I am so nervous to teach adults. They have expectations and an understanding of the world. I have 4 students; 3 women and 1 man. Two of them are definitely a lot older than me and it feels weird to be teaching them, but that’s not the worst thing that could happen to me. The man starts talking AT me in Catalan when I introduce myself, presumably to explain that he isn’t very good at English. He looks extremely nervous, and his English skills genuinely are a step or two behind that of the other group members, but that’s okay. We’re in this together buddy, I’m terrified too.
I have a loose lesson plan mapped out, including an activity in the homework book, assuming that if we don’t have enough time in class they can finish it at home. Well, about 45 minutes into my 1.5 hour lesson, we’ve done all the shit I had planned. I’m low key panicking. I move to the next activity in the book and am literally reading it as I go, asking people to volunteer the correct answers and hoping for the best. This turns out surprisingly well. I remind myself that I am indeed a master of the English language, and don’t need an answer key for intermediate level English. I got this. I check in with the class to see if they’re bored or want to do an improvised conversational lesson instead, but they’re content working in the grammar book. Aiight homies, works for me.

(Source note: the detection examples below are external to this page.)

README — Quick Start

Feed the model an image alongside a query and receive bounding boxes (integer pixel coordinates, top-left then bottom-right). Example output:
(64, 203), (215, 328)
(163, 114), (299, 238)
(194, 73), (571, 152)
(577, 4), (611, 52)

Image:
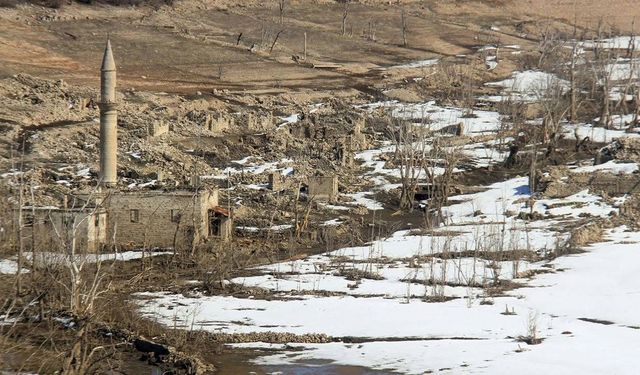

The next 45 minutes fly by quickly, and I feel relieved but also successful when the lesson is over. I think it went quite well despite my lack of preparation.
I’m kind of sad that I won’t be able to continue with these lessons, actually. Great learning experience for sure. All of my new private lessons are only an hour long, so that should be a little easier too. Children though…
Now, to celebrate my second day as a teacher and not dying, I go to meet Mikaël, Lindzee, and her visitor friend from home at the open mic bar. A lot of the same people are performing this week which is cool. Everyone last week was so rad. There is one new guy that tries to do some stand up comedy and fails miserably. So much so that it physically hurts my body I am cringing so hard. He knows he’s brutal. But I guess that’s part of the fun of open mic! You never know what you’re gonna get.
We then move on to Espit Chupitos, the crazy shot bar, as we’re trying to show Lindzee’s friend all the cool spots in Barcelona. Espit chupitos is fun, but it’s full of obnoxious tourists. It’s always like this, but especially bad tonight. I can say this. I’m a local now, duh.
Two guys from Toronto are there repping ALL the Jays gear, and I’m like to need to relax (but also, Go Jays Go!! It’s the Wild Card game tonight!).
We do a coupled different flaming shots, and one topped with an absurd amount of whipped cream, and then get the hell out.
Next stop is The Mint, where the bartender once proposed to Lindzee. They do 4€ Mojitos that are pretty rad, and because of the recent “engagement”, we’re VIPs.
We end up at Club Opium which I’ve never been to, and is terrible. Everyone looks 16. I suppose it’s only a Tuesday night…perhaps that’s why. It’s funny to me that clubs in Europe are such a thing, because at home, I couldn’t tell you the last time I stepped foot in a place like this. Here, it’s kinda the norm. Maybe not on a Tuesday, but you know what I mean.